Jargon can be intimidating and seemingly impenetrable to the uninformed. While technological language is an unfortunate side effect of the complicated world of machines, those involved with computers, data, and everything else related to technology are not doing themselves any favors by using all that redundant-sounding terminology. Let's review the field of Data Science and Data Analytics.
Any sports fan is familiar with the term Analytics. There's even a movie about baseball analytics and it nearly won an Oscar for how complicated it was. As science advances, it is to be assumed that many of us are familiar with the basic premise at least.
So why does the word Data put us in trouble?
Let's review these terms, the differences between them, and what they mean. After all, getting things right when it comes to Data is absolutely crucial in these times. Big Data is becoming increasingly important in our world and there are thousands of different facets of this concept that are worth exploring.
Data Science is a broad term in which the scientific method, mathematics, statistics, and many other tools are applied to data sets to extract insights from such data. It essentially makes use of multifaceted tools to deal with Big Data and obtain useful information from it.
Data scientists search large data sets where a connection may or may not be easily made, then sharpen this connection to the point where it results in something meaningful from this compilation.
In case you're not excited about the idea of Data Science yet, Harvard Business Review recently named Data Scientists the Sexiest Job of the 21st Century.
Data Analytics or data analysis is similar to Data Science but in a more concentrated way. Think of data analysis at its most basic level as a more focused version of data science where a data set is specifically established to be scanned and analyzed, often with a specific goal in mind.
Think back to “Moneyball” the movie we referenced earlier. Those men were data analysts. Why? Because they looked at the aggregate data of all these baseball players that people put aside and found that, through the numbers, these athletes might not be attractive, but the numbers showed that they were effective.
Data analysis is the process of defining and searching through those numbers to find out who the 'Moneyball' players were. And it worked. Now teams from all leagues in all sports are somehow applying data analytics to their work.
As data science is a relatively new term and there is a lot of discussion about which exactly qualifies as the definitive definition. But what we have here is a beginning. Also, we have to talk about the sexiest job of the century and a movie about baseball, all in a post about Big Data. That is an achievement in itself.
Machine Learning is made up of statistical analysis and predictive analysis that is used to detect patterns and capture hidden information based on perceived data.
Machine Learning is a type of Artificial Intelligence that is responsible for providing computers with the ability to learn about new data sets without the need to be programmed through an explicit source. It is primarily focused on the development of various computer programs that can predict events when exposed to new data sets.

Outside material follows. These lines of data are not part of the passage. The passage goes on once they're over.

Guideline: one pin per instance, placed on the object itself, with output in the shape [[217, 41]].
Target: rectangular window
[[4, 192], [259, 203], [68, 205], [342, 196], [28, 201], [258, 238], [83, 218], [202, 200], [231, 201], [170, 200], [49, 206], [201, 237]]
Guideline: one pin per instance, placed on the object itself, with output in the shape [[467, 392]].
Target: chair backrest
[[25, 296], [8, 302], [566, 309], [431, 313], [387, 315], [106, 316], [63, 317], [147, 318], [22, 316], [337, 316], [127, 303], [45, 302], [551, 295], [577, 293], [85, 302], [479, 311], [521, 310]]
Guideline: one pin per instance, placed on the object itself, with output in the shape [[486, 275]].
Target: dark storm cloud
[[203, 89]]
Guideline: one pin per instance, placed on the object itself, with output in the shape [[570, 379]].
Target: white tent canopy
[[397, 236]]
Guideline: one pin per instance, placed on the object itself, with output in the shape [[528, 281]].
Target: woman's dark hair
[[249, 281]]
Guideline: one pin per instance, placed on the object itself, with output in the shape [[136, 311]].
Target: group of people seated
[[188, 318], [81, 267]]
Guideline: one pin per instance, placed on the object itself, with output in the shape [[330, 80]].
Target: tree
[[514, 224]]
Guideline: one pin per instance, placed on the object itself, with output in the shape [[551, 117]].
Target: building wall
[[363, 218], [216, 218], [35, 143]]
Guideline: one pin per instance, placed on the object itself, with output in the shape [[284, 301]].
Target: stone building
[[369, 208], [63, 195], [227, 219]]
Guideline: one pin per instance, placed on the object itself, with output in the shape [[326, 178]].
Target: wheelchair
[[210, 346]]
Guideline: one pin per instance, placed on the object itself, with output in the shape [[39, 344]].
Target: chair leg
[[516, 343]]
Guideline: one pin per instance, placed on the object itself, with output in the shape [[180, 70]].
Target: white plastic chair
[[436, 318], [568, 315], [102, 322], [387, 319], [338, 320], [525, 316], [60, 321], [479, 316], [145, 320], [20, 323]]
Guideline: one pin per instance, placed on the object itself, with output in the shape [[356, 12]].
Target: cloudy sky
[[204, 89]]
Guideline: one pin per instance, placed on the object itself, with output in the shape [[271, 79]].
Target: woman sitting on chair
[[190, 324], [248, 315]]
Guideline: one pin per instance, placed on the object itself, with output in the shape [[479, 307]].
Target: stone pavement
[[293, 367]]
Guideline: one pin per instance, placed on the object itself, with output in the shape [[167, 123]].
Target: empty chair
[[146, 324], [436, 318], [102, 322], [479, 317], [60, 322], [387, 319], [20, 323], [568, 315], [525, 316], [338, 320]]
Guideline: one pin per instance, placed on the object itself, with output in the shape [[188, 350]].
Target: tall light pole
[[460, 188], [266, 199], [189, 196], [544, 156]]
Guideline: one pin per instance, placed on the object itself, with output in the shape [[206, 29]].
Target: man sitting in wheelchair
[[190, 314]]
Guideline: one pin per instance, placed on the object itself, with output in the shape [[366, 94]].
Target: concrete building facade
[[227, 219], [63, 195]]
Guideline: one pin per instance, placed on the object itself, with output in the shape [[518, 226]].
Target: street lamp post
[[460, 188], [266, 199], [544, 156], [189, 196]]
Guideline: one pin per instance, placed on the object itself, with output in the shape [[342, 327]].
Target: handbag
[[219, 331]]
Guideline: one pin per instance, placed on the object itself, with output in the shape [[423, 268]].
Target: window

Machine Learning follows the data analysis method that is responsible for automating model building analytically. It uses algorithms that iteratively acquire knowledge of the data and in this process; it allows computers to find seemingly hidden perceptions without the help of an external program.
Why data science is important
It enables one to understand what it means to apply for that dream job or if you need to make an important hiring. But in addition to that, data science plays a very important role in machine learning and artificial intelligence.

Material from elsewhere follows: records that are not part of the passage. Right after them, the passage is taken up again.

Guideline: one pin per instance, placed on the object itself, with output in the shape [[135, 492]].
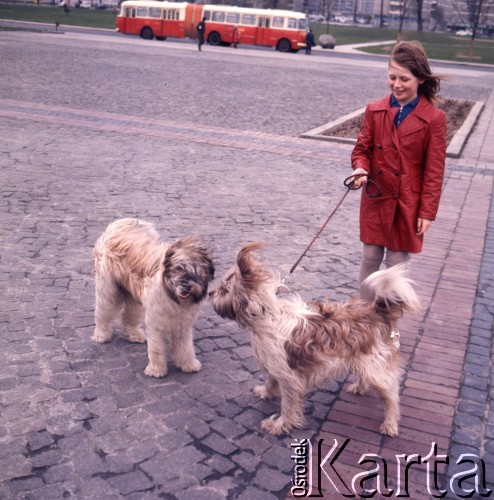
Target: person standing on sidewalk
[[309, 42], [201, 32], [401, 150]]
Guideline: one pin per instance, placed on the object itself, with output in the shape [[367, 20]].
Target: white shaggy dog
[[159, 283], [300, 345]]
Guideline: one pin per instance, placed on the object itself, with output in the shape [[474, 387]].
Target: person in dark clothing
[[201, 31], [309, 42]]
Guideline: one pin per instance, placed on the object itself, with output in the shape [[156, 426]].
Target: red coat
[[407, 163]]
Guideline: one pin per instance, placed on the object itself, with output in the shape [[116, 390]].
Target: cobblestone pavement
[[94, 128]]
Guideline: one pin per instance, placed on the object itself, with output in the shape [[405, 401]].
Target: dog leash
[[349, 183]]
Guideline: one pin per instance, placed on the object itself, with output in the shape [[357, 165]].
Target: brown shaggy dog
[[159, 283], [300, 345]]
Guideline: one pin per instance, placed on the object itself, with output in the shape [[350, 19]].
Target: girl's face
[[403, 83]]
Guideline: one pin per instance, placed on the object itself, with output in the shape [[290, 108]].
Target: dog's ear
[[245, 260]]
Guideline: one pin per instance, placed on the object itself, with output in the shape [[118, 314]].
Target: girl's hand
[[362, 180], [423, 225]]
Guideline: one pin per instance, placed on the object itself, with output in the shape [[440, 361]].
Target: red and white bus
[[282, 29]]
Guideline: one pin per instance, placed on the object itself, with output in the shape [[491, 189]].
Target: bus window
[[233, 18], [218, 17], [249, 19], [292, 24], [142, 11], [278, 22], [263, 22]]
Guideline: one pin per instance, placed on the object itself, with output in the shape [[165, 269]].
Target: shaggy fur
[[300, 345], [159, 283]]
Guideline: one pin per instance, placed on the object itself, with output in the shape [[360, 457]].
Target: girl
[[401, 149]]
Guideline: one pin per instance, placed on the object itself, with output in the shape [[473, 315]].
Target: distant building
[[436, 14]]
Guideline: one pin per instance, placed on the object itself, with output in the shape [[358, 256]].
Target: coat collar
[[422, 111]]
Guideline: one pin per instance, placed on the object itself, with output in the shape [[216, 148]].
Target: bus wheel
[[214, 38], [147, 33], [284, 45]]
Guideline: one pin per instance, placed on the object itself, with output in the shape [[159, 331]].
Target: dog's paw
[[356, 388], [262, 392], [389, 429], [155, 371], [136, 335], [191, 366], [274, 425], [101, 336]]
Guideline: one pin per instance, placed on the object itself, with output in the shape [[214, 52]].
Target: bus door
[[262, 33]]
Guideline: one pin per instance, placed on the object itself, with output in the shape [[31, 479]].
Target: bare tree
[[403, 11], [420, 22], [381, 19]]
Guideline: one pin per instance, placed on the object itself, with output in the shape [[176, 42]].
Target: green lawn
[[50, 14], [437, 45]]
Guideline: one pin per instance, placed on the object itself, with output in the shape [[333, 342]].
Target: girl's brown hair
[[412, 56]]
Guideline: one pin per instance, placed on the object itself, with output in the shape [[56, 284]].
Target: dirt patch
[[456, 113]]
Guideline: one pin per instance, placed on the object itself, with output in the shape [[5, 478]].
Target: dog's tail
[[394, 291]]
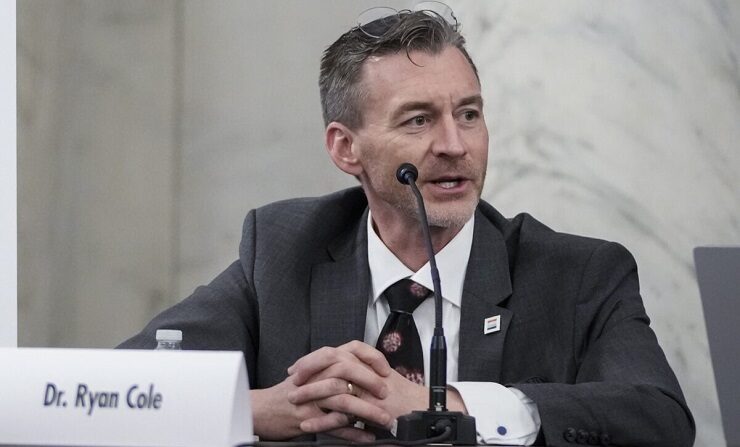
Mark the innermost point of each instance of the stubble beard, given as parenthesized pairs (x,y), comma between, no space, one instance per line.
(439,215)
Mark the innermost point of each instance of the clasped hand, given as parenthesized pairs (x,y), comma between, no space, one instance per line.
(330,388)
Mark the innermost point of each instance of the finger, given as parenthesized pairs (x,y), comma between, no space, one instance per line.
(360,377)
(369,355)
(318,389)
(348,404)
(353,434)
(325,422)
(322,358)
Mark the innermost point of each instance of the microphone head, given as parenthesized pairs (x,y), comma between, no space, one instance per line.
(406,173)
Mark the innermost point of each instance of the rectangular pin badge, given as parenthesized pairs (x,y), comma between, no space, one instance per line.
(492,324)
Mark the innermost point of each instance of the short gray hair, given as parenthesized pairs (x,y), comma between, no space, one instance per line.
(341,64)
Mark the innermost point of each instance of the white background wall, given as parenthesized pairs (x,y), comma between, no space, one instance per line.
(148,129)
(8,242)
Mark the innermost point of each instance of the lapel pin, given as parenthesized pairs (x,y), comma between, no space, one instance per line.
(492,324)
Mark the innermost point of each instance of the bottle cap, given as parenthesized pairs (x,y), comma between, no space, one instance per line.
(169,335)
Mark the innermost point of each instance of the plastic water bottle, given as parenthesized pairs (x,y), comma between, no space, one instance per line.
(169,339)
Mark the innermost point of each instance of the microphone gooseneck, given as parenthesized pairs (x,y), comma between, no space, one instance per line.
(424,424)
(407,173)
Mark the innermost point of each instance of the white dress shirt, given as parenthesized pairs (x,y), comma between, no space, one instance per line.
(502,415)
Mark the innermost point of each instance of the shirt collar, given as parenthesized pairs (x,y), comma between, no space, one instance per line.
(452,263)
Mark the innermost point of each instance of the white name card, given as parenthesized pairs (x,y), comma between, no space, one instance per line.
(123,398)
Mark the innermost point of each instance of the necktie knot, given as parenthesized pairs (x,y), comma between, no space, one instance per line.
(406,295)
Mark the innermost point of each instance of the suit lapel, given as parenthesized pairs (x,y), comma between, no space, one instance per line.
(487,285)
(340,289)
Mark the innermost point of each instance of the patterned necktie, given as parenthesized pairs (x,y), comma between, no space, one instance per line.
(399,340)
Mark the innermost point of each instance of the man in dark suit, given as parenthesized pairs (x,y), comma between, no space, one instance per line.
(548,337)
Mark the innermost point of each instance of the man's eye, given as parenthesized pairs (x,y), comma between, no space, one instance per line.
(418,121)
(470,115)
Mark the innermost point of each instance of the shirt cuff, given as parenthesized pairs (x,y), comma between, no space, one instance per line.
(502,415)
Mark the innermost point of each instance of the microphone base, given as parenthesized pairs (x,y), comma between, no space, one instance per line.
(428,424)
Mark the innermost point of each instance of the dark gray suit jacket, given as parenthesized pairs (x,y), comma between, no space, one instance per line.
(574,334)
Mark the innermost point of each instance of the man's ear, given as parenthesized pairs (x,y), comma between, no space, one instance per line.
(339,144)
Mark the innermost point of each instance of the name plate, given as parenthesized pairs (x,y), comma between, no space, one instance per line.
(107,397)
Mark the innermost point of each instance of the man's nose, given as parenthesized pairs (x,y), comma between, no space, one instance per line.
(448,140)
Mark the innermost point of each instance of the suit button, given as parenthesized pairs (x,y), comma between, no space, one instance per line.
(593,438)
(570,434)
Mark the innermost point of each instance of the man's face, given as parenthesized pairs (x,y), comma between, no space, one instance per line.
(427,112)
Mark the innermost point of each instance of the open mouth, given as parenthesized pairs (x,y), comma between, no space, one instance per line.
(448,183)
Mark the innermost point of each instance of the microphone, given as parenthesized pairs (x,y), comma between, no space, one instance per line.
(436,419)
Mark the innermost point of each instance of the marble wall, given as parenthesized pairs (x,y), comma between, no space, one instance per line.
(147,130)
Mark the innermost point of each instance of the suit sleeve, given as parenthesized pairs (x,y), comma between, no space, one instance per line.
(222,315)
(625,393)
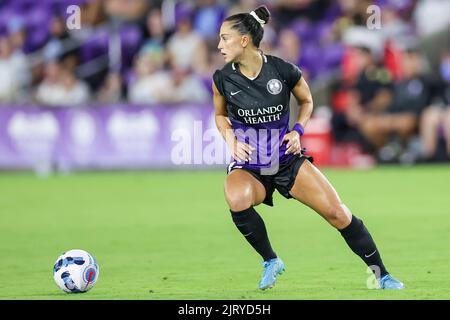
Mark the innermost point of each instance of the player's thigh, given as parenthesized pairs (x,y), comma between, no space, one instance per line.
(313,189)
(243,190)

Being able to sift through and connect huge amounts of data followed by algorithm and function training that allows virtual entities to learn from that data is highly demanded in today's marketplace.
Machine learning is one of the best developments in the world of technology and it is impressive how it continually innovates.
Let's look at the case of IBM Watson and its victory at Jeopardy, or Google's DeepMind, beating the best human players in the world at the board game. Speaking of Google, the company recently bought Kaggle an online community that hosts data science and machine learning skills.
The fact is, this technology is the future and Google know it, which is why understanding the differences between these terms is important.
At the end of the day, there is nothing to be scared of from each term, they are all essentially data detectives, sorting through large collections of statistics, figures, reports, etc., until they find the necessary information they came for. How they do it and what the end goal is may be different, but they are not that different.
Now you are able to navigate between the ambiguity of these data terms and come out the other side in one piece. But this is only the beginning of the learning, there is much more to the data than these three terms. And as we've mentioned, data is very important. They are becoming more and more prominent in our lives as they take care of everything from sports to business appointments to medicine. Data-driven actions are the present and the foreseeable future, so you can never learn much about Big Data and what it will mean for your life.